2 Vgl. zur Philosophie: Hans-Dieter Klein (Hrsg.), Der Begriff der Seele in der Philosophiegeschichte (Der Begriff der Seele 2), Würzburg 2005.
3 In deutscher Übersetzung auch vorliegend in: Bibel der Häretiker. Die gnostischen Schriften aus Nag Hammadi, eingeleitet, übersetzt und kommentiert von Gerd Lüdemann und Martina Janßen, Stuttgart 1997.

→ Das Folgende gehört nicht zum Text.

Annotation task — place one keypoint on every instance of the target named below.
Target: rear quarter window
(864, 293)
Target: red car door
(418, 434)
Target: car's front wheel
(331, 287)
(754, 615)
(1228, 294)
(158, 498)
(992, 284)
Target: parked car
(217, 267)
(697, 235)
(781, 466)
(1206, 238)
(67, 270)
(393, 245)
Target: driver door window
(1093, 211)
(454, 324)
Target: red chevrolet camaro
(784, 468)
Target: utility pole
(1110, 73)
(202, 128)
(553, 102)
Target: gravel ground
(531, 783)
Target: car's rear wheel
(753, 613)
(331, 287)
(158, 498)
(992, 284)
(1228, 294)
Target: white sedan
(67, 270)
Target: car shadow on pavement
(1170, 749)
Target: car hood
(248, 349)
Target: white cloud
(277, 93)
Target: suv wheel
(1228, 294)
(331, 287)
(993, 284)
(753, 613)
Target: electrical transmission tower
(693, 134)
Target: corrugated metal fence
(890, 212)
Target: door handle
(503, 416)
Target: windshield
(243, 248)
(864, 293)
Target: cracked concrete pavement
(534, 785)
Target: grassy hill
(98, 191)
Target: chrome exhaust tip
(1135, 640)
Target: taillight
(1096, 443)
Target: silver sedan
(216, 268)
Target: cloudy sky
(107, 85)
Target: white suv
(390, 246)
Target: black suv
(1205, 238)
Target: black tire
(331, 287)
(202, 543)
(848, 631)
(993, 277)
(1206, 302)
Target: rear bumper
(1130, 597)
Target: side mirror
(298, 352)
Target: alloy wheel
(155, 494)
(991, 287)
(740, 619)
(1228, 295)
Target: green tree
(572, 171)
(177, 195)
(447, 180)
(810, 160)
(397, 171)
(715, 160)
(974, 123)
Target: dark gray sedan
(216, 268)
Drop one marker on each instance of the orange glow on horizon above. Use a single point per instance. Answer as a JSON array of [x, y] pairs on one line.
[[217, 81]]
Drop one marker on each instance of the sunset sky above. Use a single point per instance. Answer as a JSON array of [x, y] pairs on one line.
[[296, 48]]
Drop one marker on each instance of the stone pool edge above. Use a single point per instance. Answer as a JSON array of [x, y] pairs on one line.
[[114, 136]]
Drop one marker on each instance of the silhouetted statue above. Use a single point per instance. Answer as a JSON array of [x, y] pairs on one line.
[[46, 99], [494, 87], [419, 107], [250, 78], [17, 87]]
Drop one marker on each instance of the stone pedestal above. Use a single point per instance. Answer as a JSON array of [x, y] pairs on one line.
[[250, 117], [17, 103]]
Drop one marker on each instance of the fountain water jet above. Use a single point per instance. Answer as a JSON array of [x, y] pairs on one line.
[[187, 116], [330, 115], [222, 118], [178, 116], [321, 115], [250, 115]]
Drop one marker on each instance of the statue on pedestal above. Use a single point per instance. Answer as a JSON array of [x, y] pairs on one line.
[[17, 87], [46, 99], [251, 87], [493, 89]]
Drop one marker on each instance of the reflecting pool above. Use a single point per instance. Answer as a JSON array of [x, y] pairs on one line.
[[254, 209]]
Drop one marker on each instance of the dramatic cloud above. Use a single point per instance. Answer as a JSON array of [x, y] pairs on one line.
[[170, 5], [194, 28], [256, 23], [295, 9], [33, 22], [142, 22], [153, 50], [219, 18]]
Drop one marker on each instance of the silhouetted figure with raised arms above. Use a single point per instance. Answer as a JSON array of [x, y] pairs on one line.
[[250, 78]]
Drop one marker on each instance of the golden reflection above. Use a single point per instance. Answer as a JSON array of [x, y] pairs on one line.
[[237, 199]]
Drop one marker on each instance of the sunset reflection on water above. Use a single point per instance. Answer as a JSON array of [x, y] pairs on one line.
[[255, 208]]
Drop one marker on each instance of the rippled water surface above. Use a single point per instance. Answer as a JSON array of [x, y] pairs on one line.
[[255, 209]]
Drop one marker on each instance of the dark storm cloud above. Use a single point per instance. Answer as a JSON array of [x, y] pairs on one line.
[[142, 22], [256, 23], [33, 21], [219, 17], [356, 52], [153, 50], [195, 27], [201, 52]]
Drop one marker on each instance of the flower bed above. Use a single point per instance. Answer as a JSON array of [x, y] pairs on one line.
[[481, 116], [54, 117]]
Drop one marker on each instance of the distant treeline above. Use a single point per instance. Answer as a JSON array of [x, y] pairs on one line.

4 Gen 1,26a: „Lasst uns Menschen machen als unser Abbild, uns ähnlich“; Gen 1,27a: „Gott schuf also den Menschen als sein Abbild; als Abbild Gottes schuf er ihn“; Gen 2,7: „Da formte Gott, der Herr, den Menschen aus Erde vom Ackerboden und blies in seine Nase den Lebensatem. So wurde der Mensch zu einem lebendigen Wesen.“
5 Vgl. Anton von Euw, Anmerkungen zu Diözesan- und Dombibliothek Handschrift 192, in: Glaube und Wissen im Mittelalter (Katalogbuch zur Ausstellung), München 1998, S. 309–311.
6 Martin Streck, Das schönste Gut. Der menschliche Wille bei Nemesius von Emesa und Gregor von Nyssa), Göttingen 2005.
7 Gemeint ist wohl nicht „Kulturentstehung in spätantiken Autoren“, sondern „Kulturentstehung in den Werken spätantiker Autoren“; sicherlich eine Übersetzungsunschärfe.
8 Vgl. auch Marie-Anne Vannier, La conversion, axe de l’anthropologie d’Augustin, in: Connaissance des Pères de l’Eglise 88 (2002), S. 34–48.